Application of Copula Entropy in Constructing Two-Dimensional Joint PDF
DOI: 10.23977/jceup.2025.070116 | Downloads: 3 | Views: 74
Author(s)
Zhuhao Zhang 1, Xuanyi Zhang 1, Yangang Zhao 1
Affiliation(s)
1 Key Laboratory of Urban Security and Disaster Engineering of Ministry of Education, Beijing University of Technology, No.100 Pingleyuan, Beijing, 100124, China
Corresponding Author
Xuanyi ZhangABSTRACT
Two-dimensional joint distribution functions are extensively employed across multiple disciplines, serving as a critical tool to describe and quantify the intricate relationships between two random variables.
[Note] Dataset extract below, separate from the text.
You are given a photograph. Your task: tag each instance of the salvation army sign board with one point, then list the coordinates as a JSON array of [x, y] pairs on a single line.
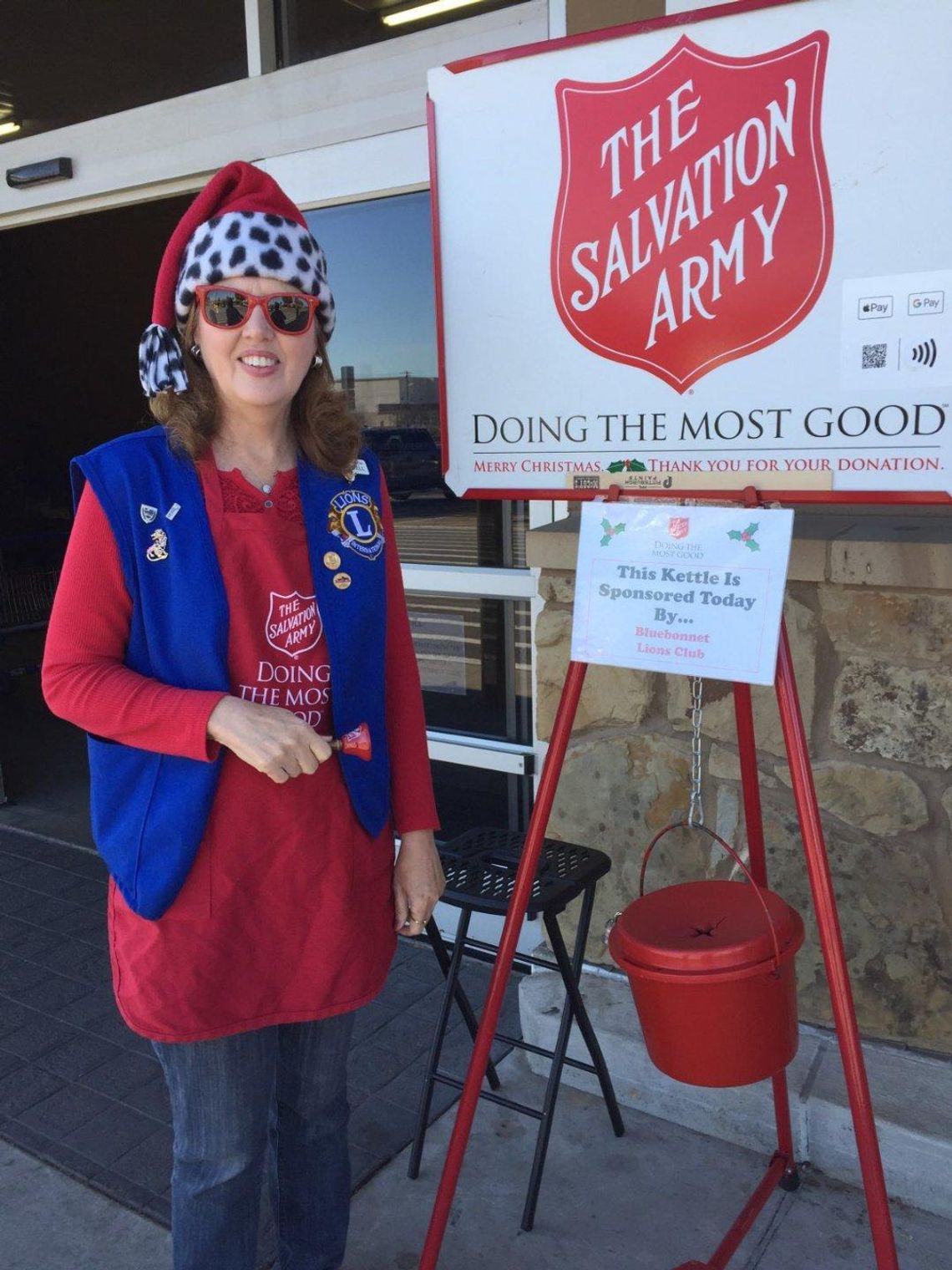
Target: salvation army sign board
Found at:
[[701, 254], [683, 591]]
Copula theory is widely used in the calculation of joint distribution function due to its flexibility in selection of marginal distributions and the dependency structure However, existing methods of constructing joint distributions based on Copula theory often face issues regarding the selection of an appropriate Copula function, which may be inefficient and inflexible. To address these issues, this paper proposes a method based on copula entropy. By using the maximum entropy copula entropy theory as the creteria, a two-dimensional joint probability density function is proposed. Case studies demonstrate that the copula entropy method is not limited to existing copula types and exhibits superior computational efficiency and greater flexibility compared to conventional copula methods when handling mixed distributions and multimodal distributions.
KEYWORDS
Two-Dimensional Joint PDF; Copula Theory; Copula EntropyCITE THIS PAPER
Zhuhao Zhang, Xuanyi Zhang, Yangang Zhao, Application of Copula Entropy in Constructing Two-Dimensional Joint PDF. Journal of Civil Engineering and Urban Planning (2025) Vol. 7: 136-147. DOI: http://dx.doi.org/10.23977/jceup.2025.070116.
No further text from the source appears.